FCC Commissioner Jonathan Adelstein wants the FCC to create a national DTV task force, working in concert with the National Telecommunications & Information Administration, to educate consumers about the DTV transition.
That was his message to a tech-savvy group at a Consumer Electronics Association Entertainment Technology Policy Summit in Washington (co-sponsored by B&C).
NTIA is charged with administering an up to $1.5 billion program to subsidize digital-to-analog converter boxes for analog-only sets that will otherwise go dark when the nation switches to all-digital TV in 2009. It also has up to $5 million for an awareness campaign.
Adelstein said it was vital for the industry to do a better job of letting consumers know that their analog TV's won't be working in three years--at least not without a converter box.

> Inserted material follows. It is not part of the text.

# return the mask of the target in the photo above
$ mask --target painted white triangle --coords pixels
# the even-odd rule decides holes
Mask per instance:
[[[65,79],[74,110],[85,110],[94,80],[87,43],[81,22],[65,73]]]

He said that his CEA summit audience was part of a small group of people who understood the nuances of the transition, but that there was an urgent need to transfer this inside-the-Beltway discussion into a coordinated consumer education campaign.
"If we don't get this right," he said, "we face a tsunami of public outrage." In fact, one of the reasons Congress made the transition date Feb. 17 rather than Jan. 1, 2009, was to get the date past the college football bowl games and Super Bowl, according to some Hill observers.
Adelstein said that since the FCC launched its DTV portal in October 2004, they have had 2.5 million hits, or about 100,000 hits per month."Essentially people need to know how to get 'my DTV' and what's in it for me," he said. To steal a page from Dire Straights, he said, the industry's slogan should be I Want My DTV.Adelstein said that, with digital TV, there is no clear chain of command for who is responsible for preventing that tsunami.He also said that more money needed to be earmarked for an education campaign, saying that although NTIA got $5 million, he wasn't clear on whether that was for general awareness of specifically for promoting the converter box subsidy.In a panel discussion on the DTV transition after Adelstein's speech, industry executives were asked whether a "DTV czar" was needed. The general consensus was no. Alan McCollough, chairman of Circuit City, said he is wary of a czar. The government is trying to regulate something consumers will do on their own, he said.